And it added that further market hardening is expected to result in higher premiums and increased brokerage commissions going forward.

“Insurance brokerage represents a massive global opportunity with a long runway for continued growth,” BGC stated.

In particular, BGC sees significant opportunities potentially arising out of recent market consolidations such as this year’s mega deal between Aon and Willis Towers Watson.

It suggests that this could cause risk placement concentration concerns by insurance carriers, with possible overlaps also causing brokers to seek global independent alternatives.

“We’ve made excellent progress this quarter with respect to our investments in Fenics and insurance brokerage. Our Fenics brokerage revenues grew by double digits for the second consecutive quarter. Fenics UST and Fenics GO, two of our newer fully electronic offerings, reached record levels of market share, and our insurance brokerage group is positioned to turn profitable for the fourth quarter and for the full year 2021,” said Howard W. Lutnick, Chairman and Chief Executive Officer of BGC.

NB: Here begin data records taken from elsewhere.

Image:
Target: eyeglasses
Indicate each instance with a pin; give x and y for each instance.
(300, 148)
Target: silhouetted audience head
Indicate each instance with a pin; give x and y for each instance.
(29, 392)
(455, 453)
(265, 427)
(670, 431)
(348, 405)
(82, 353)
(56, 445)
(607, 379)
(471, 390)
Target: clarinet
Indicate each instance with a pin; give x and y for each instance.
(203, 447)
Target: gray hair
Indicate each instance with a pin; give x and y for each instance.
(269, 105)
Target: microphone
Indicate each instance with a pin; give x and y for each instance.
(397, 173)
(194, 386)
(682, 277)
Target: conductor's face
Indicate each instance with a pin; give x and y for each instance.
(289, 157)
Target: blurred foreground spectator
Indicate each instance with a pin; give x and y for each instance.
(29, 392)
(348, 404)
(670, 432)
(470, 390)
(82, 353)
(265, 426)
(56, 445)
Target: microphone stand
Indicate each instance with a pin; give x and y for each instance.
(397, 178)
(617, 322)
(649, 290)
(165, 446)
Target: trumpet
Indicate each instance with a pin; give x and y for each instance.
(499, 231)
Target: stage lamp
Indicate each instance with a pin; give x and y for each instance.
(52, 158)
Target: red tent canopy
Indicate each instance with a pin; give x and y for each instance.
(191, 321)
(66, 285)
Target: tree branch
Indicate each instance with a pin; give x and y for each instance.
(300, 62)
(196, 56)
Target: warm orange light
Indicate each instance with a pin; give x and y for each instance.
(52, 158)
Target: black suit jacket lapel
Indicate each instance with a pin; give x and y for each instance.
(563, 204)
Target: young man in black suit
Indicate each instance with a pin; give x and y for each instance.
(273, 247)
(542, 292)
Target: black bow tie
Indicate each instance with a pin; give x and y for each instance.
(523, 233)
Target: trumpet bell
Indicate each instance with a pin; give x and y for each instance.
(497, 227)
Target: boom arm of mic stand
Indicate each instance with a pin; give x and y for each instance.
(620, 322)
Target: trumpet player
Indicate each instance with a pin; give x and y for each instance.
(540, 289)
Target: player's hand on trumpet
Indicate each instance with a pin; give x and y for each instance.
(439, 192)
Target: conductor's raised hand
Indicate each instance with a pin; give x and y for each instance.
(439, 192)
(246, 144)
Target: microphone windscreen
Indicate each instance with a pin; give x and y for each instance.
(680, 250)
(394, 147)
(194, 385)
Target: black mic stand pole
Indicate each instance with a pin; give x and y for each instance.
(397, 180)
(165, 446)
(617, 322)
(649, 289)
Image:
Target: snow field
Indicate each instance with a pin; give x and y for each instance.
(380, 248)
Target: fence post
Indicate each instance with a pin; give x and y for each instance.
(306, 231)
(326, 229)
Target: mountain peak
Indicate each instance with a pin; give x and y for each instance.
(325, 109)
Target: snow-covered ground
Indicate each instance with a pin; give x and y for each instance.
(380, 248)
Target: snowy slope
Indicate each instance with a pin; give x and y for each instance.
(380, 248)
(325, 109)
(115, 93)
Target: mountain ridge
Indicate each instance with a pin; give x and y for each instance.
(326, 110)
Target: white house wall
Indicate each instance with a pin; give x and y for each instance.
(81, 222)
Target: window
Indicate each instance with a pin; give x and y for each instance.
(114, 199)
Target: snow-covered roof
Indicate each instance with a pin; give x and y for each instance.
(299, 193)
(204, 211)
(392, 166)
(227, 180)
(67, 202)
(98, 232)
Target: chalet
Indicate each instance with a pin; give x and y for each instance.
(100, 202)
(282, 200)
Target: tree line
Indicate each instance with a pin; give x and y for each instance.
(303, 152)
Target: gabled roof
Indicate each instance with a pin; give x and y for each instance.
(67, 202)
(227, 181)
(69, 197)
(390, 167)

“We believe the macro trends of accelerated adoption of electronic trading, record levels of global debt issuance, and a hardening insurance market will drive positive fundamentals for our businesses. In the third quarter, BGC generated strong revenue growth of 20 percent and 9 percent in its Fenics and insurance brokerage businesses, respectively,” he continued

“As a result of these improvements, we expect to match last year’s fourth quarter Adjusted Earnings, even in this tougher market environment. We view our stock as being demonstrably undervalued as our earnings return to 2019 levels in the fourth quarter, while our current stock price is over 50percentbelow where it was last year”

Steve Bisgay, Chief Financial Officer of BGC, also commented: “Our insurance brokerage group grew its revenues by 9 percent this quarter driven by new hires in aviation and reinsurance. We expect around 20 percent top-line growth next quarter to over $50 million as previous front office hires and newly launched business lines increase productivity.”

“Furthermore, our insurance brokerage group has reached a size and scale where we expect it to be profitable for the fourth quarter and improve BGC’s bottom line by over $25 million in 2021 compared to 2020.”